The operational levy for the library, unchanged for 15 years even as costs and demands for services went up, brought in $48,939 this fiscal year and was supplemented by a transfer of money from the city’s general fund. Next fiscal year, thanks to a levy increase from 9 cents to 33 cents per $1,000 of assessed property value approved by voters last November, the levy will bring in just under $180,000.
The result: A larger budget that will allow for expanded library hours — adding extra evening and weekend hours — and increased employee hours. Calog will go from working 25 hours a week to 30. Carole Feldman, an administrative assistant and the library’s only other employee, will go up from 11.5 hours a week to 25. They might finally be able to have staff meetings, Calog said, only half jokingly.

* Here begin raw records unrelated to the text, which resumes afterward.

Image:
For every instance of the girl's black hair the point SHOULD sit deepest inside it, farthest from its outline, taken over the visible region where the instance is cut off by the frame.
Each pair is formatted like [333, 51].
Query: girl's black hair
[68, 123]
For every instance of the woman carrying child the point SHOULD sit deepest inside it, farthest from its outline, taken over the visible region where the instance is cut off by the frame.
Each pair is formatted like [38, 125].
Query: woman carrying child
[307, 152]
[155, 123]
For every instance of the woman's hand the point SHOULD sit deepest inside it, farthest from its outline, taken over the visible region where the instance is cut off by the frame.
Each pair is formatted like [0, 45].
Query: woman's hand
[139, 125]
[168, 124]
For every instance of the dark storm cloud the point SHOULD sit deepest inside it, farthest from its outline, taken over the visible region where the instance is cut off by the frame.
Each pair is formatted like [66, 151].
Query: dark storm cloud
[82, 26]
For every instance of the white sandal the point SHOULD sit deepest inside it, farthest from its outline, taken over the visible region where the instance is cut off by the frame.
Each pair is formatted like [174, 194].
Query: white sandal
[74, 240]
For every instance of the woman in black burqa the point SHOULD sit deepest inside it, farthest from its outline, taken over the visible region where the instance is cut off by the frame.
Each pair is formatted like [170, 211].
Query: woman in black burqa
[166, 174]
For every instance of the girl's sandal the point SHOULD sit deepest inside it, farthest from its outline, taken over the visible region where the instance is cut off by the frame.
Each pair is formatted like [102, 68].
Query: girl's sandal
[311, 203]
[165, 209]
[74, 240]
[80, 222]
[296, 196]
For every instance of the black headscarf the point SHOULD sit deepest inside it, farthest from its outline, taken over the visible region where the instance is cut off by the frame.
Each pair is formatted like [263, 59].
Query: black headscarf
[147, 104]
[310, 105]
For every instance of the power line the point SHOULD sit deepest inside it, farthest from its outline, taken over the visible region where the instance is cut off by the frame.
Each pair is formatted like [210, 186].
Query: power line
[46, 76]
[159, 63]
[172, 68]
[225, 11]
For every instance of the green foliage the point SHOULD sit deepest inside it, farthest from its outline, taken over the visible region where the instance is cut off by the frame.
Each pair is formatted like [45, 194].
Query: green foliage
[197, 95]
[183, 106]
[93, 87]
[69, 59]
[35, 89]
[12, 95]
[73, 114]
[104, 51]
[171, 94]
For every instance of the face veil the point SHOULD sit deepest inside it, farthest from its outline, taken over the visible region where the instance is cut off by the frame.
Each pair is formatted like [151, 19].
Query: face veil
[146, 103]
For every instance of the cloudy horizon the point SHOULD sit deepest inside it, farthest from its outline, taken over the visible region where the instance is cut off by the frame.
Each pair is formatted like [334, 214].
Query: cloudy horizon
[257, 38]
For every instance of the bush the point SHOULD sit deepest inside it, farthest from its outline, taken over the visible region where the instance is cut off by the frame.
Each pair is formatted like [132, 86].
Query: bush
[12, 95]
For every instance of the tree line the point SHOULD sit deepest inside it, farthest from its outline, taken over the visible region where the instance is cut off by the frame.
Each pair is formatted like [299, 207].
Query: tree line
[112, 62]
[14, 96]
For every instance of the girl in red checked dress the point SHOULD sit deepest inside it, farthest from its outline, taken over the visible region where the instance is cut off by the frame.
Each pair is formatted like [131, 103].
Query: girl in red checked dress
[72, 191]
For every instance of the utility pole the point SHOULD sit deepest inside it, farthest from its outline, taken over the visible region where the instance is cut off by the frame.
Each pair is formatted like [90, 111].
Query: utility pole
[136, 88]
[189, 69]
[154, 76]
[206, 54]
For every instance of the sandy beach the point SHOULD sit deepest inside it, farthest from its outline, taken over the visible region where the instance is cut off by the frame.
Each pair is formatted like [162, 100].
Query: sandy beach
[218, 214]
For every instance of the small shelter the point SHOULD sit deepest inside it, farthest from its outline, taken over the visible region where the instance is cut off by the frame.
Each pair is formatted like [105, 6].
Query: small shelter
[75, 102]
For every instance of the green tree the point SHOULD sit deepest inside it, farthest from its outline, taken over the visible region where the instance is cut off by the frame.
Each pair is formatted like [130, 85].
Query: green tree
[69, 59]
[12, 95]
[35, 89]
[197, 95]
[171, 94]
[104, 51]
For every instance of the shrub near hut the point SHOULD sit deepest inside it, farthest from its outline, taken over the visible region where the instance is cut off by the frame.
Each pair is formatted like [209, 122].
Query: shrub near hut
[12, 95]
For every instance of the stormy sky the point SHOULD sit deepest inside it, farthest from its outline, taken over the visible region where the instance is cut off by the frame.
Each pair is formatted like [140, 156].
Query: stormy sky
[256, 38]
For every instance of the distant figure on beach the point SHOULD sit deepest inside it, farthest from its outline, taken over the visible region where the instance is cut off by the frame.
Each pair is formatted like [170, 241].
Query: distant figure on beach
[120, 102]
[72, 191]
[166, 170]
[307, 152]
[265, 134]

The total proposed budget for the little library for the next fiscal year, which starts in July, comes to nearly $267,000. The levy is expected to bring in an estimated $933,773 over the next five years.

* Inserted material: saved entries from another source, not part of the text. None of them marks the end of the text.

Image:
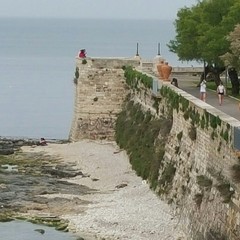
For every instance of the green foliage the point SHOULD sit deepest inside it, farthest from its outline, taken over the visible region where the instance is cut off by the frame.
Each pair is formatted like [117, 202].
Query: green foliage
[179, 136]
[156, 104]
[165, 181]
[137, 132]
[84, 61]
[198, 199]
[214, 121]
[192, 133]
[235, 170]
[133, 78]
[225, 191]
[207, 24]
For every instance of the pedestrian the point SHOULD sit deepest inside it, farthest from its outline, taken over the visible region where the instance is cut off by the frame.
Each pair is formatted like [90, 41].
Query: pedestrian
[174, 82]
[203, 87]
[220, 91]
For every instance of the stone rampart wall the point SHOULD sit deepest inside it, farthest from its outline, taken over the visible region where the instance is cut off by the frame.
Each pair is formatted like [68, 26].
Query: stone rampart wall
[99, 93]
[205, 191]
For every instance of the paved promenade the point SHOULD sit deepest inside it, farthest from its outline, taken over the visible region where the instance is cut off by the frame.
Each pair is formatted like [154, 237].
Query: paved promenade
[189, 85]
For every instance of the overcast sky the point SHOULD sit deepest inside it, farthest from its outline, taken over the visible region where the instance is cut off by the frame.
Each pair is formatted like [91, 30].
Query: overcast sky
[136, 9]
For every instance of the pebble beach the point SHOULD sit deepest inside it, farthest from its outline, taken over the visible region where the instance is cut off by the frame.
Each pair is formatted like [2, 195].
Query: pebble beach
[121, 206]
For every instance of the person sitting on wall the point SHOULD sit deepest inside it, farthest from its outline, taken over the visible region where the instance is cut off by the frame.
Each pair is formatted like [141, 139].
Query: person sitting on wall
[174, 82]
[82, 53]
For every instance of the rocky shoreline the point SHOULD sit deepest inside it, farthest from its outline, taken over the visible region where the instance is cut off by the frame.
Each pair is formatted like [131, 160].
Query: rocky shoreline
[87, 188]
[26, 177]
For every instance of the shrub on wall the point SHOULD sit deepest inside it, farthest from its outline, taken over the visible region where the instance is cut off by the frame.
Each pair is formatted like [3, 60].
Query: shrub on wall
[133, 78]
[137, 132]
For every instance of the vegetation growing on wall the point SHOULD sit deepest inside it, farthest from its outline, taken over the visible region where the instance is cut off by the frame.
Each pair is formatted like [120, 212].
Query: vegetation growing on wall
[138, 133]
[204, 121]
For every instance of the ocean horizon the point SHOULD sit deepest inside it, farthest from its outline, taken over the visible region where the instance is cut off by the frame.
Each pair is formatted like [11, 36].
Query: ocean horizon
[37, 65]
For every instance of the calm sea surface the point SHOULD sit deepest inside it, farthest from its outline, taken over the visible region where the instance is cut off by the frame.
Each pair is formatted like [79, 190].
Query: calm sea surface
[37, 64]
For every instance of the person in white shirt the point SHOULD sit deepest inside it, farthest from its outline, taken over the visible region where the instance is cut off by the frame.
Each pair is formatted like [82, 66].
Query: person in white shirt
[203, 87]
[220, 91]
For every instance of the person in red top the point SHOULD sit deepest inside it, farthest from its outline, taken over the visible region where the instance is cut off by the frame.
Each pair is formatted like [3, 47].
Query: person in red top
[82, 53]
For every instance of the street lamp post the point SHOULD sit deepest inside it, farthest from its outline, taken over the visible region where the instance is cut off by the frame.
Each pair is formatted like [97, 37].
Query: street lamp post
[137, 54]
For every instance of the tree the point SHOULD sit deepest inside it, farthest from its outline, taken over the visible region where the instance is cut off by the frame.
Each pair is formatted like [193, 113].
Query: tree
[231, 58]
[201, 33]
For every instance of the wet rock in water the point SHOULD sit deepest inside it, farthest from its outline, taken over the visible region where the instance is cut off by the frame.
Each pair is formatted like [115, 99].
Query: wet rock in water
[121, 185]
[42, 231]
[62, 173]
[6, 151]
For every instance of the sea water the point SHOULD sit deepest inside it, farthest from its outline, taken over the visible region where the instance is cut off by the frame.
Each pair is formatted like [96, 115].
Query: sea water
[21, 230]
[37, 65]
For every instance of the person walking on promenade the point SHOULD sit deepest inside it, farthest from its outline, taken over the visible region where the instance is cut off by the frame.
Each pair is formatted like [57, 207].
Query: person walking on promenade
[203, 87]
[220, 91]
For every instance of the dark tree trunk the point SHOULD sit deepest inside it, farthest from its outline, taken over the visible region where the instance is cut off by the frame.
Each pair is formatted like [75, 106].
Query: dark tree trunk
[232, 73]
[212, 73]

For comparison, the Astoria Library, staffed by Director Jimmy Pearson, two full-time senior librarian assistants and several part-time library assistants, will operate with a general budget of $531,275 this next fiscal year, with the addition of $108,000 of capital improvement fund money. The Seaside Public Library, with more than 3,000 registered patrons, has a budget of nearly $690,000 this fiscal year.

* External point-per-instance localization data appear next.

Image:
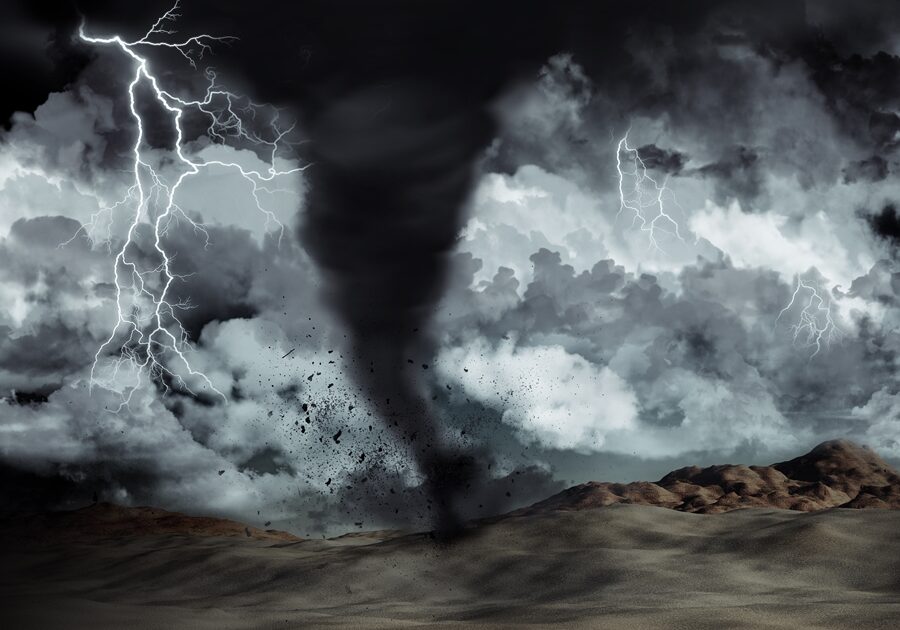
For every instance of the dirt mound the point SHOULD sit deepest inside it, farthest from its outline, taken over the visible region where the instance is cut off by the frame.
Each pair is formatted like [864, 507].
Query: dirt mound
[837, 473]
[108, 520]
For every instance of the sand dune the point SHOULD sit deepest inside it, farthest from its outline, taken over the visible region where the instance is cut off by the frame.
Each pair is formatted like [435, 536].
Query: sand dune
[561, 563]
[624, 566]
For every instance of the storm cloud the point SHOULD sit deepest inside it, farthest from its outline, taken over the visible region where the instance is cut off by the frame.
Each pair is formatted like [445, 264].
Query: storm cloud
[555, 337]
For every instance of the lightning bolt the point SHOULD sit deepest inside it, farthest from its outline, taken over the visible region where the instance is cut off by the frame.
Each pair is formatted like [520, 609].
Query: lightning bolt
[148, 339]
[815, 326]
[645, 196]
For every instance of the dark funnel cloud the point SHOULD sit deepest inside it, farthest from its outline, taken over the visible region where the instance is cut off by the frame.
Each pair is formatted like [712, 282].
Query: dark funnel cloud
[396, 123]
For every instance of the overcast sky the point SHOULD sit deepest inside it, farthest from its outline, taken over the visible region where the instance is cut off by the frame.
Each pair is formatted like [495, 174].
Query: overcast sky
[572, 341]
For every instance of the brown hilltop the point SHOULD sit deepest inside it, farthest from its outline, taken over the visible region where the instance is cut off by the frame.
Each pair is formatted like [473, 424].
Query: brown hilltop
[837, 473]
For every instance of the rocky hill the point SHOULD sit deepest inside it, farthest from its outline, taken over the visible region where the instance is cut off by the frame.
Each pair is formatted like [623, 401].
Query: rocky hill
[837, 473]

Warrenton’s library operated out of a small building on Pacific Drive in Hammond for years until an inspection revealed the structure was in critical condition. The library relocated in 2017, leasing a building downtown from the Warrenton School District, a move that displaced the Serendipity Caffe and Bakery. At the time, the move caused some consternation in the community, but the library has only seen library card sign-ups and use increase at the new location.
“I guess the question is: At some point in the future is it something the city may be interested in purchasing?” Engbretson said. Right now, the answer is unknown. The City Commission still needs to determine what it wants to do with the old Hammond building.
For now, Engbretson is interested to see what a year really looks like with the increased levy funds in place. Beyond adding hours of operation, Calog hopes to make the library more of a community space and offer evening programs.
If the library lands a grant to automate services — adding bar codes to materials and a computer system to track checkouts and returns, among other benefits — there will be more money to work with. Warrenton went out for the grant with Seaside Public Library. Calog and Engbretson expect to hear back about the grant’s status by early June at the latest. Engbretson said they are optimistic they will get the grant, but would still be able to do some automation even without it.
Mayor Henry Balensifer said he was excited about the library’s more robust budget, and satisfied by how Calog plans to use the money. But, he told her, “I want to keep this in perspective.”
“I know you said you’ve been used to a shoestring budget, but looking at this budget, it’s still a shoestring,” he said. “It’s just a nicer shoestring.”